1. - The Alpha1 channel controls the alpha level like the alpha slider in the gunsight selection app in the hanger. The gray scale image in the alpha 1 channel controls this in a gradient from black to white on a black background. What happens if I widen that image wider than the RGB channel's drawing? Will the RGB background color begin to be revealed with the drawing because I'm not masking that out with black from the alpha 1 channel? For now I'm testing a Gaussian blurred 12 pixel wide yellow ring 200 pixels in diameter.
2. - How do the gray scale channel gradient images in the green and blue channels effect the RGB channel? And what happens if I make those larger than the defined edges of the RGB drawing? And if I don't widen the alpha 1 channel gray scale drawing equal to the G, B channel gray scale drawings.
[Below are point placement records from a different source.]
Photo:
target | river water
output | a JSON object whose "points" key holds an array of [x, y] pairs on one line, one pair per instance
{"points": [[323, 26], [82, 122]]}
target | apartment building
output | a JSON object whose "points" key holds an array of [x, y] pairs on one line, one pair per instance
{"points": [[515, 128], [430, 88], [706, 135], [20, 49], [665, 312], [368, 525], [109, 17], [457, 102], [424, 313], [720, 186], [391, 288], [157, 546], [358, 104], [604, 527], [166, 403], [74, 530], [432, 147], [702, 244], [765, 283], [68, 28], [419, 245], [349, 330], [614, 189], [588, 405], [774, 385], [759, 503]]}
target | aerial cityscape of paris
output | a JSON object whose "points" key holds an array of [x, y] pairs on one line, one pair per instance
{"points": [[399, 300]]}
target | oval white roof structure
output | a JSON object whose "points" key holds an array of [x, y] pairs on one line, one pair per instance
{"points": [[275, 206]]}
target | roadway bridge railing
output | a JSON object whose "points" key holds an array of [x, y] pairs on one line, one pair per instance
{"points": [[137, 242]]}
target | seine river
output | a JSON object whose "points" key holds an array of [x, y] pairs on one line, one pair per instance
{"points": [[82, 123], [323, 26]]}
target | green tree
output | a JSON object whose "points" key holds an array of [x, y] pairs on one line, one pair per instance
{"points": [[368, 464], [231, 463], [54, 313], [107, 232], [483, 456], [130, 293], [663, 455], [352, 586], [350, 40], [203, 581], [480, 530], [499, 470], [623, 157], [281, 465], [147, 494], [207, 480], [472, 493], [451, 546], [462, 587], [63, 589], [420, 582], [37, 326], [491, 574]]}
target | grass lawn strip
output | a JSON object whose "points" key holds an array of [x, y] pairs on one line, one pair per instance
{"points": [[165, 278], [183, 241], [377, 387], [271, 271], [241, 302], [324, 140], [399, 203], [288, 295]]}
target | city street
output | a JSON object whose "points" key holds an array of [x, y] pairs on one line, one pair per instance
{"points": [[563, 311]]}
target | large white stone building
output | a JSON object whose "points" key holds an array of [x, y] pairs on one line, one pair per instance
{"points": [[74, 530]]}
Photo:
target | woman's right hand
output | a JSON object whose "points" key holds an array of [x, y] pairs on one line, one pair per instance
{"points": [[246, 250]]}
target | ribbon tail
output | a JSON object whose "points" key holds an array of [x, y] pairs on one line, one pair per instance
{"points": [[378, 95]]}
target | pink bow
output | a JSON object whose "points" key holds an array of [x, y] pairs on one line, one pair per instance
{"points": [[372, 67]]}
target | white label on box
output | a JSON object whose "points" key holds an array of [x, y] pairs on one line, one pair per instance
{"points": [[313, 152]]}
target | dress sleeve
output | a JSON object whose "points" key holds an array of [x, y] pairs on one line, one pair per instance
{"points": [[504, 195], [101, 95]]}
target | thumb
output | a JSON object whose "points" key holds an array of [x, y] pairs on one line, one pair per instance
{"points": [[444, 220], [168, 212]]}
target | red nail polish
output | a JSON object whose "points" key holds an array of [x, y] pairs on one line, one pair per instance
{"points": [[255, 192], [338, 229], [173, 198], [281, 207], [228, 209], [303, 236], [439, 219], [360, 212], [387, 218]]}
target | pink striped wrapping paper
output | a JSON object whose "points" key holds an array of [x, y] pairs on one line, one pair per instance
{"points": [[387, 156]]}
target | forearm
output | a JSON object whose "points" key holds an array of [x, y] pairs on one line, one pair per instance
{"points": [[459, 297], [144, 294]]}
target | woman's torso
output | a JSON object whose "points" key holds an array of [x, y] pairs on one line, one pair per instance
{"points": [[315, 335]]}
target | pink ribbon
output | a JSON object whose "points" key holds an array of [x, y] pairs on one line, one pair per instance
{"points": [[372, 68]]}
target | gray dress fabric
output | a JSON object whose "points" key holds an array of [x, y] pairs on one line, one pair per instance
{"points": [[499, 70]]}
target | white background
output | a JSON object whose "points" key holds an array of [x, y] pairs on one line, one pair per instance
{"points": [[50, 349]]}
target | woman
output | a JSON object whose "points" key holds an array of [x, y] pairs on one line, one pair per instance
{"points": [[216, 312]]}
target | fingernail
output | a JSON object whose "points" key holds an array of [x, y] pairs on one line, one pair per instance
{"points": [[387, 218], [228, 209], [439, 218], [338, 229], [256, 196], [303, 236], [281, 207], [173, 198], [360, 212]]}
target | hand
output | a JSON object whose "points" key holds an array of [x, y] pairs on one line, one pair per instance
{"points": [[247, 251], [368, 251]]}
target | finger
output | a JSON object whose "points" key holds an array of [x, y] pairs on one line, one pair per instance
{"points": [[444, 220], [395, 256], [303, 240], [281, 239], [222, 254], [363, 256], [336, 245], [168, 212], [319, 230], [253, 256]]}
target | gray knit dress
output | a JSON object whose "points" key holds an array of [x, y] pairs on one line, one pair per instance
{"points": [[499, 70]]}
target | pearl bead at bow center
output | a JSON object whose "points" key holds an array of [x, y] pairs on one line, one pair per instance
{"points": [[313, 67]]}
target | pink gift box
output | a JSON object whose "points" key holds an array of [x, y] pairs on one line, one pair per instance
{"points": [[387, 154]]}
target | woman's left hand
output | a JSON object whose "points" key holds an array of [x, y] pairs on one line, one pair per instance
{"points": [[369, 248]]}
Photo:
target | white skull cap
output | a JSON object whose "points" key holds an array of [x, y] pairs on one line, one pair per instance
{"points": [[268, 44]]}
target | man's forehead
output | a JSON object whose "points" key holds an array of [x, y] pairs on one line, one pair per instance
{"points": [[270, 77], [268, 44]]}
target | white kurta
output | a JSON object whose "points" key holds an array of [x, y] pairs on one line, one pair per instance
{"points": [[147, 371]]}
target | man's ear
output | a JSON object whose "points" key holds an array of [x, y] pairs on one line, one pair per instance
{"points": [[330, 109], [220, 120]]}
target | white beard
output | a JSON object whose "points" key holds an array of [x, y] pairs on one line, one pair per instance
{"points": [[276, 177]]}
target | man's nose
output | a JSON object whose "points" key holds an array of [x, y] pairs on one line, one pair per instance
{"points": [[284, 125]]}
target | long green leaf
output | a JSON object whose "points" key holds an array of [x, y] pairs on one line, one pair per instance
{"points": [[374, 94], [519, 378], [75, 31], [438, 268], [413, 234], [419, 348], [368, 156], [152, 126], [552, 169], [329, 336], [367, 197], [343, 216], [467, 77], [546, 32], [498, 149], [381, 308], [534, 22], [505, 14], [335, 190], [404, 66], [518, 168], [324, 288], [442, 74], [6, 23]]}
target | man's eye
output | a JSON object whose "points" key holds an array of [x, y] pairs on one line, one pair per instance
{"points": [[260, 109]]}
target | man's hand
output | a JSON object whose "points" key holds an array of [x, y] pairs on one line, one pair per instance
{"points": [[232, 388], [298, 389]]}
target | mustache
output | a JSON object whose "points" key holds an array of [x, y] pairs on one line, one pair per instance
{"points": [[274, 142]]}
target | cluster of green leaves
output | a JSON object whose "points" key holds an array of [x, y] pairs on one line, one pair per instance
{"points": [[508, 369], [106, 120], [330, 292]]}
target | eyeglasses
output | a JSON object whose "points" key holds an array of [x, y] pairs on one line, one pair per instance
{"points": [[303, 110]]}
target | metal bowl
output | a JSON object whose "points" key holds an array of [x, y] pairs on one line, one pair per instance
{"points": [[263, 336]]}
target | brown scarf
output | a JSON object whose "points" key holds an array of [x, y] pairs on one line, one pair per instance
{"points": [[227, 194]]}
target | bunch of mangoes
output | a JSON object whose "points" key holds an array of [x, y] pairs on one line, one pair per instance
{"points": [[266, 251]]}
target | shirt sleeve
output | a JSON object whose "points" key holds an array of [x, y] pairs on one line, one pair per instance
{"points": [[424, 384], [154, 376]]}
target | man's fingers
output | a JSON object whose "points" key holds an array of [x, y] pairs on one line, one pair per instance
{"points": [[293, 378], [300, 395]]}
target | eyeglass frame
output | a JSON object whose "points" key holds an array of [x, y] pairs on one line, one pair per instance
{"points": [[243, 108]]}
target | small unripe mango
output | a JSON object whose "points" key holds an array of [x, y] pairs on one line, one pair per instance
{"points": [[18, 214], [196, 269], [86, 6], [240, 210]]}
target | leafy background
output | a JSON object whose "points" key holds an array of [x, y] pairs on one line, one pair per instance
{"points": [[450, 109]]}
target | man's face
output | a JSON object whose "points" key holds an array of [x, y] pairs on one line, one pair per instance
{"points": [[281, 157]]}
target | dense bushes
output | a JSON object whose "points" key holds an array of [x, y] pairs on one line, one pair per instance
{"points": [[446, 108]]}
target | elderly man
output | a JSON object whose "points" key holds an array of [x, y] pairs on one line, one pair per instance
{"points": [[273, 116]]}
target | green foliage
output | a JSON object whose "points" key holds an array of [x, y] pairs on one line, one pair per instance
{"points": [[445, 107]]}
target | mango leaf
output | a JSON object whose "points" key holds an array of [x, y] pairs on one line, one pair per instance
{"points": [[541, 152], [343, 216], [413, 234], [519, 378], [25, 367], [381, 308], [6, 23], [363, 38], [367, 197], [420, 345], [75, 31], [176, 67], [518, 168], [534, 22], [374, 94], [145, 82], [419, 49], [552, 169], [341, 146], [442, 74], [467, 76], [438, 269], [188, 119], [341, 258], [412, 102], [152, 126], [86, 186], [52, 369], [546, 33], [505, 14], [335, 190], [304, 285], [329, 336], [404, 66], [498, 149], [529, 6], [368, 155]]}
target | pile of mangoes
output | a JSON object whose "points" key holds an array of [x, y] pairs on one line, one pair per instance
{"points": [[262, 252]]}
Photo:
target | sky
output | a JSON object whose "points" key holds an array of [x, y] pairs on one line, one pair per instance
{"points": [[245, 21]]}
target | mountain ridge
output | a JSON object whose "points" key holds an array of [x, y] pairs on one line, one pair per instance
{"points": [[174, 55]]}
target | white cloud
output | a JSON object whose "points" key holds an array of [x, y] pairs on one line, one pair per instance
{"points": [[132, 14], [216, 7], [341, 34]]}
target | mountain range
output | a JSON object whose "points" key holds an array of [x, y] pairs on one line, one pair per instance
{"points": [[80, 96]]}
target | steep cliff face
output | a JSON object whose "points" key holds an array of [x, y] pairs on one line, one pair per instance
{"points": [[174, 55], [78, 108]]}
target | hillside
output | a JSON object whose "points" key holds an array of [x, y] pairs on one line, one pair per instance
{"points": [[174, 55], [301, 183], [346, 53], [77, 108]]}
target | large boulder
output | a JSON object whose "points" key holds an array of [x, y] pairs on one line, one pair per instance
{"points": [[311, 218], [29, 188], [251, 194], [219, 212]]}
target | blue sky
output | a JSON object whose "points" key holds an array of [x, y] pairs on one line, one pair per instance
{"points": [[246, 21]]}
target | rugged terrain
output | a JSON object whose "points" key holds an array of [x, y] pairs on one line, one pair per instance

3. - In Photoshop is there a tool which will cause the red, green, blue, and apha 1 images to auto align on a common point with the image in the RGB channel before saving the work? It seems Photoshop does not always accurately render the positions of the gray scale images to the same point in the G,B, and alpha 1 channels. Nor does it auto align back to the same position if I copy the image from the RGB channel and paste it to the Blue or Alpha 1 channel. I discovered this by accident using the magic picker tool on the RGB channel image, then flipping through the other images seeing that the selection lines showed the G, B, and Alpha 1 images were off usually down to the right.
4. - Initially I created the image in 24bit RGB BMP in another art program, then opened it in Photoshop to pick the image and paste it into a new Photoshop project. Then save that as a 32bit RGB BMP. Upon reopening it the new alpha 1 channel is all black and sometimes the blue channel. At which point I would copy the RGB image into them to create the gray scale image. Is this a normal function of creating a 32bit image in Photoshop?
It seems on the Internet finding a layman's explanation of how these channels work together is harder than the two days of simply pushing buttons I did to get the finished trial by error product. Even Adobe does a lousy job of explaining their product.